The Town of Banff is saving money and helping the environment by turning its organic waste into fertilizer.

The community’s recycled kitchen scraps are collected and combined with treated sewage sludge and cement dust, and fed into a high-tech machine that heats and mixes it up. A few minutes later, certified fertilizer comes out called Banff N-Rich.

“All of these products were previously landfilled, and what we do is blend them together and create a beneficial reused product that is returned to the earth,” said Banff's operations manager Paul Godfrey.

After one year, the project is already saving the town thousands of dollars. The plan now is to expand the operation beyond Banff.


The finished product comes out of the machine, ready to be used as fertilizer. (Carla Beynon/CBC)

“We're looking to enhance the Banff N-Rich by bringing in some of Canmore's bio-solids, and blending them with our own.”
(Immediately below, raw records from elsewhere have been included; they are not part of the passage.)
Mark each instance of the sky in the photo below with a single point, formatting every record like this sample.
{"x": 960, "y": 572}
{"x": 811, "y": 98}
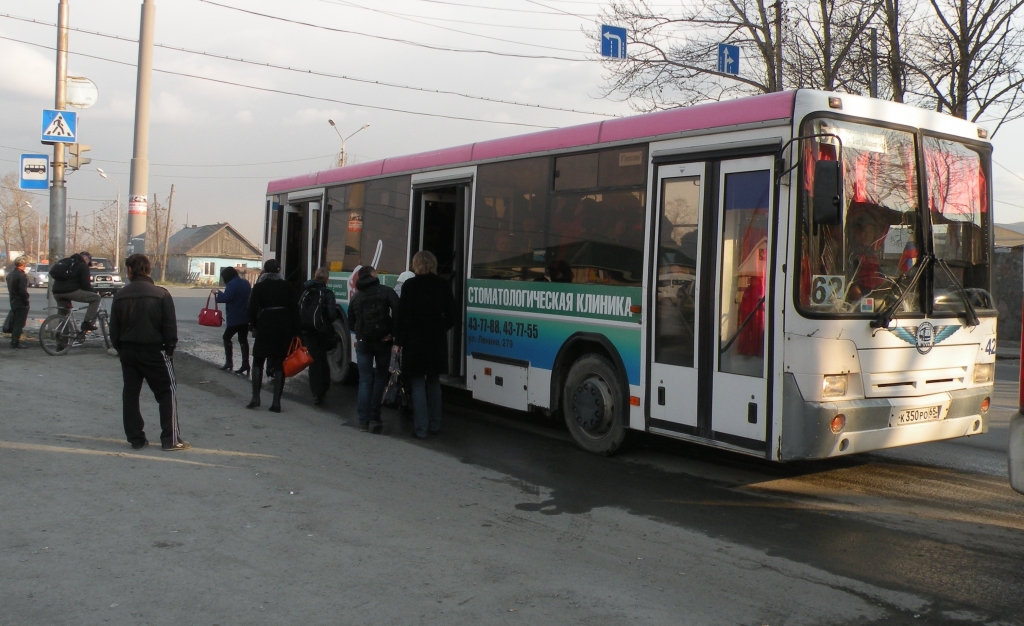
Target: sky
{"x": 220, "y": 143}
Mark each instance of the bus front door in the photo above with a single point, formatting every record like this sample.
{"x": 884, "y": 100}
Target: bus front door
{"x": 744, "y": 200}
{"x": 440, "y": 225}
{"x": 676, "y": 293}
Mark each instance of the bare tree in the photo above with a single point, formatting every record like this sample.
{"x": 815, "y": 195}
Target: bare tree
{"x": 824, "y": 49}
{"x": 18, "y": 220}
{"x": 972, "y": 66}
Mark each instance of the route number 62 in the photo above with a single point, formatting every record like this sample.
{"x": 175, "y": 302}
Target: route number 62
{"x": 826, "y": 288}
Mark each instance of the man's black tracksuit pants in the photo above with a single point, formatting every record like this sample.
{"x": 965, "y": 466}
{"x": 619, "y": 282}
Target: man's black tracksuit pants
{"x": 156, "y": 368}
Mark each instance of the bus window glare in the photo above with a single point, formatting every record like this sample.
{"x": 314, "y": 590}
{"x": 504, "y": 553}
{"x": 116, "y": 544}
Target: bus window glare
{"x": 834, "y": 385}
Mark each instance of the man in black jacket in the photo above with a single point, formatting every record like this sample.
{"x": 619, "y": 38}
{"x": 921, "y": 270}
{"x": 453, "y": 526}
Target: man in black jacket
{"x": 371, "y": 316}
{"x": 17, "y": 289}
{"x": 144, "y": 332}
{"x": 72, "y": 284}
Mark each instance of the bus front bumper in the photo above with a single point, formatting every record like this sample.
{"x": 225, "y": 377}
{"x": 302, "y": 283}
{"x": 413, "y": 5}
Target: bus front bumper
{"x": 869, "y": 423}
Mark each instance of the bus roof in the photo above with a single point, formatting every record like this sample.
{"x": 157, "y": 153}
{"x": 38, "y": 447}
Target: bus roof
{"x": 713, "y": 115}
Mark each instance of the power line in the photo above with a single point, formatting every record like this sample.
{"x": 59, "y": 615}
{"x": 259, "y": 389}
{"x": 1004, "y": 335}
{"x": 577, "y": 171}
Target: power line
{"x": 443, "y": 28}
{"x": 392, "y": 39}
{"x": 295, "y": 93}
{"x": 499, "y": 26}
{"x": 316, "y": 73}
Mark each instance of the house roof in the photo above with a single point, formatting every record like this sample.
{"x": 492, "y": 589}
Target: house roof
{"x": 185, "y": 241}
{"x": 1007, "y": 238}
N-Viro, the company that runs the plant in Banff, is hoping to stir up enough interest in the process to get other communities on board and get a larger plant built near Didsbury.

“It's the right thing to do to recover nutrients from the organic waste stream. That's what we do, and we're hoping other municipalities in the province of Alberta will recognize that,” said Rob Sampson, president of N-Viro — the company that runs the Banff plant. 

Eagle Lake Professional Landscape Supply in Calgary buys the unique end-product. Owner Eric Heuver is trying to figure out where it fits in the market. 

 “Where we see the niche is on ag. There is farm land that is lower in PH that needs to be adjusted and also in the reclamation end of the things for the acid for soils,” he said.